CONSISTENCY IS THE TRUE FOUNDATION OF TRUST!
Trust is a very tricky word; it can be a verb or a noun, and the Merriam-Webster website states it is: ‘Assured reliance on the character, ability, strength, or truth of someone or something, or one in which confidence is placed.’ One of the most challenging parts of trust is applying it to your life and relationships.
I was talking with my wife on a flight, really trying to define what this means for a company. We ended up with this definition: ‘Believing and confidently knowing that a positive outcome will prevail in a given situation/circumstance without having to follow up or intervene.’
You can trust someone with a secret, however, you may not trust them with your baby. So, this means there are different versions and levels of trust as explained in my first paragraph. To truly define trust in an organization, you really need to define the role each person has in your life. Then, I truly believe you can create the trust needed to build trusting relationships. Trust comes with training, commitment, consistency and spending time with one another. To gain a trusting relationship, you need to give your trust before it is gained.
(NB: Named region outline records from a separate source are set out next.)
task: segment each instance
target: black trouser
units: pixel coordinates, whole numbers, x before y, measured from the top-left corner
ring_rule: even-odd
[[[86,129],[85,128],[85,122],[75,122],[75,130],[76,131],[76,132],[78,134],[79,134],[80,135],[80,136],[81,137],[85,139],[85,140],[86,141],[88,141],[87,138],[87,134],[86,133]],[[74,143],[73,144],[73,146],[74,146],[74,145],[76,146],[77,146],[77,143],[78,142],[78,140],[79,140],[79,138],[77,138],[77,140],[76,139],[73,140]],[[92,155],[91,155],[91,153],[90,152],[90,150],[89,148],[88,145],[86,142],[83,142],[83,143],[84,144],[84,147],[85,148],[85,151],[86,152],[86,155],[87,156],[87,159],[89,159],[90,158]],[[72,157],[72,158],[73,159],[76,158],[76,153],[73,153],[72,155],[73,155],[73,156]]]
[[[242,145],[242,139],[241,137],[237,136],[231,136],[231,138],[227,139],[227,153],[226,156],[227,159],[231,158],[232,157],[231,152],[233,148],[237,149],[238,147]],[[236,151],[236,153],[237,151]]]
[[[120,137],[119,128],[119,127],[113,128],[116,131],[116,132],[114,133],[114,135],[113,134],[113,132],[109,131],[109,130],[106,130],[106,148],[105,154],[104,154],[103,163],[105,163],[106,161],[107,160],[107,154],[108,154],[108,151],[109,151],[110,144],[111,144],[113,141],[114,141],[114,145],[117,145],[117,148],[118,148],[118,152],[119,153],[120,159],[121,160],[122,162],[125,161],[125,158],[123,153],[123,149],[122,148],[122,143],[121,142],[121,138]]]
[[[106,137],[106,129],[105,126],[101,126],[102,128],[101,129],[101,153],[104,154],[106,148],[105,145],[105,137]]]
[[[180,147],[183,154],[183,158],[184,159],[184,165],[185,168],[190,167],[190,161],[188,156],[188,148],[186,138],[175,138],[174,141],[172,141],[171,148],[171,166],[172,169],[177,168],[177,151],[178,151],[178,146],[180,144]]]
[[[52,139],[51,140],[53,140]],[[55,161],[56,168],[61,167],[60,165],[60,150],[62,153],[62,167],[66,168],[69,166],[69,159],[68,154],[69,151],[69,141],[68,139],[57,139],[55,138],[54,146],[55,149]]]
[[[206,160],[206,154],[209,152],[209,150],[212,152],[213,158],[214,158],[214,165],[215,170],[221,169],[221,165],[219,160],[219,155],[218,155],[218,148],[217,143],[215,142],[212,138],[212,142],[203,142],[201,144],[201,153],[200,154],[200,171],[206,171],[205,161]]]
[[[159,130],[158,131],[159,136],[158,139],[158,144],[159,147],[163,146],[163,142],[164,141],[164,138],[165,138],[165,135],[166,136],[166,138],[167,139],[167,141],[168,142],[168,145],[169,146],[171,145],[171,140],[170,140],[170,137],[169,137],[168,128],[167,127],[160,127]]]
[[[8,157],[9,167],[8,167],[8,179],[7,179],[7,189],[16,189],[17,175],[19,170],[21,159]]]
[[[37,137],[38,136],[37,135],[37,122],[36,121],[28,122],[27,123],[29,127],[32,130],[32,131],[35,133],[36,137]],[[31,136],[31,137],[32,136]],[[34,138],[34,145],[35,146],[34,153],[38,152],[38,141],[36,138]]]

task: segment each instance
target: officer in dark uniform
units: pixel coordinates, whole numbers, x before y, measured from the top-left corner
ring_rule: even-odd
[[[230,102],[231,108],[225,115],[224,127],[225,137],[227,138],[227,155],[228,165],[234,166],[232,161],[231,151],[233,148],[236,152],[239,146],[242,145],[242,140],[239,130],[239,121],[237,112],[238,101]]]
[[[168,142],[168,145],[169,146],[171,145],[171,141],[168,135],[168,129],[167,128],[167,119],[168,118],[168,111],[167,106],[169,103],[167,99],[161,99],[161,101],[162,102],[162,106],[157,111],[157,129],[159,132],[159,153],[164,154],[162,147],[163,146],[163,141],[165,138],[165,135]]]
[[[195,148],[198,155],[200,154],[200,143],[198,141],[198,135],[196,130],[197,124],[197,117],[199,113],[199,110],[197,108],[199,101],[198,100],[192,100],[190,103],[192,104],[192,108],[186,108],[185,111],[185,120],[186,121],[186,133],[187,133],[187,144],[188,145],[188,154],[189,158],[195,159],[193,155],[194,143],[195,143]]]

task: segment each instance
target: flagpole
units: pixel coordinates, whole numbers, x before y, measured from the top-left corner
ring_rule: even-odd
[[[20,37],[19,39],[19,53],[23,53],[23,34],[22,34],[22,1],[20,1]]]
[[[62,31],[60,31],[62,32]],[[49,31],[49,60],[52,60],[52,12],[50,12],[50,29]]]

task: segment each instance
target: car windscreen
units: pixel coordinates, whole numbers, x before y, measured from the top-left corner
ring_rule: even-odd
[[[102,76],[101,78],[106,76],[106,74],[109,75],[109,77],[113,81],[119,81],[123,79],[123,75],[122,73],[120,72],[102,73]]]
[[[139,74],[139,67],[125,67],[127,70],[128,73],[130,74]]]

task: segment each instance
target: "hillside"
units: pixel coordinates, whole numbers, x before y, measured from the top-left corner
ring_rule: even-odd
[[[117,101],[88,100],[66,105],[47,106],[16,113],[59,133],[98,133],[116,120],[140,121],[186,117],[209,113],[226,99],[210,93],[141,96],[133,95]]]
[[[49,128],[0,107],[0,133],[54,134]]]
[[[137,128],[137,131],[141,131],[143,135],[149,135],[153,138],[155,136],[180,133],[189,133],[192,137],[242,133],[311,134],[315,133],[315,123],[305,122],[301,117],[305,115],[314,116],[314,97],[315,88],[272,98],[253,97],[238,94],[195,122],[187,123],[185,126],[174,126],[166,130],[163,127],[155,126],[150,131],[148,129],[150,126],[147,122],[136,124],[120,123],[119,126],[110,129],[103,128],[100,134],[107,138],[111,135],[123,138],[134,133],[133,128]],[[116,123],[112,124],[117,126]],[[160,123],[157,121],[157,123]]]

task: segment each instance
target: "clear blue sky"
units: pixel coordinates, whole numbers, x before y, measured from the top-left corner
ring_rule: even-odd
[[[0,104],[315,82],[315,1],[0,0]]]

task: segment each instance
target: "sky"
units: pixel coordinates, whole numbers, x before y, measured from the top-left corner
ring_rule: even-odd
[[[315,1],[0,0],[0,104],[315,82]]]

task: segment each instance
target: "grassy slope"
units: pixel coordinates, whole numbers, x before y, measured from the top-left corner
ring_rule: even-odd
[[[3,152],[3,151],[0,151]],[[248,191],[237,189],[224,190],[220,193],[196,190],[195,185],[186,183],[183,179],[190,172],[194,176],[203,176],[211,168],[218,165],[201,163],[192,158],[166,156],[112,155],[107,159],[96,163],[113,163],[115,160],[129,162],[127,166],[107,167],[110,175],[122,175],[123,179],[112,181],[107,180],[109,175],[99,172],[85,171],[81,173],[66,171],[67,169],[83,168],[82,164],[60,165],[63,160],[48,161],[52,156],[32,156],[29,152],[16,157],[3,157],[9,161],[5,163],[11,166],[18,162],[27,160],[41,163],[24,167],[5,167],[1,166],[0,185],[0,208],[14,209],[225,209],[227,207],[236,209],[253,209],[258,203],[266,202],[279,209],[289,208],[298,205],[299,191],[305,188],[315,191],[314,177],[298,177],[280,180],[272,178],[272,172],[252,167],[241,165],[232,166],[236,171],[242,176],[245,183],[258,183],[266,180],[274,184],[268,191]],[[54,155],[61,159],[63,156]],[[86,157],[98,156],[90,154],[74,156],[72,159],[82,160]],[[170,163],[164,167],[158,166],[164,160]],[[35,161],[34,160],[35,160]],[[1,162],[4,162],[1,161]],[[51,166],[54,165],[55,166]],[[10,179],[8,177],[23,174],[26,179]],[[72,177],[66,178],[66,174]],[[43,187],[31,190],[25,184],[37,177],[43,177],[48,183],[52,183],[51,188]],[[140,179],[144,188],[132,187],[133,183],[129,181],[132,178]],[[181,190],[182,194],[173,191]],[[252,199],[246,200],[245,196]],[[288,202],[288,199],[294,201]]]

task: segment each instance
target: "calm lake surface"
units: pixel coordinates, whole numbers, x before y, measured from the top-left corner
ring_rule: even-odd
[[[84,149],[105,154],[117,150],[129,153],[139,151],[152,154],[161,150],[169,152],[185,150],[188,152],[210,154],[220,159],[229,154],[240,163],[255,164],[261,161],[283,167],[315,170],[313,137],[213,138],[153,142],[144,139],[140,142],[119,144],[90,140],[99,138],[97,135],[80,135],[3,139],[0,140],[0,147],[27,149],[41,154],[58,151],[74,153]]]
Trust has been a substantial item in my life in the last few months, from the news’ misrepresentation to people, to keeping secrets in our company. However, you never know how much trust means until you lose someone you trust.
Sage Johnson, my Executive Assistant, left the company back in April. After her departure, I soon realized how much responsibility and trust I gave her. She knew passwords, my personal schedule, my work schedule, and so much more. Many of these items I never had to follow up with her on, so I am sure you can imagine what kind of pit this left in my gut after she left.
I soon became overwhelmed by the work and needed to find a replacement… and quickly. I rushed the hiring process and hastily found a replacement to get me back up and running. Or… so I thought. I found a person who would earn my trust in the interview. However, after she started, I shared everything that was going on, in an effort to set clear expectations. Next, I found myself almost missing events, times,
and in a state of mass confusion. For those who know me well, I want to make every commitment.
Knowing this was affecting my other relationships, I started to follow up on everything. This was a clear and defining moment when I knew I lost trust. After being defeated, I soon was back to myself again… I knew I failed to define the role and to tie the role into what she was good at. A key piece in building trust.
Well, the happy ending to this story is Sage Johnson came back. She missed the trusting relationship as much as I missed it. We both realize how much trust means when it comes to working with one another. We can be clear and candid, and I have confidence she has my back. We may not communicate the same all the time, but we work through miscommunications knowing there are good intentions on both sides.
Now apply this to your life and the people surrounding you. Do you find there are people you trust and others you don’t? What part do you play in the lack of trust? Are there things you are doing to create distrust?
Every time I find that trust has been broken it was either the situation or circumstance that was too much for someone or there needed to be continuous follow up.
In this world of distrust, let’s all make the next generation better by teaching people how to trust again.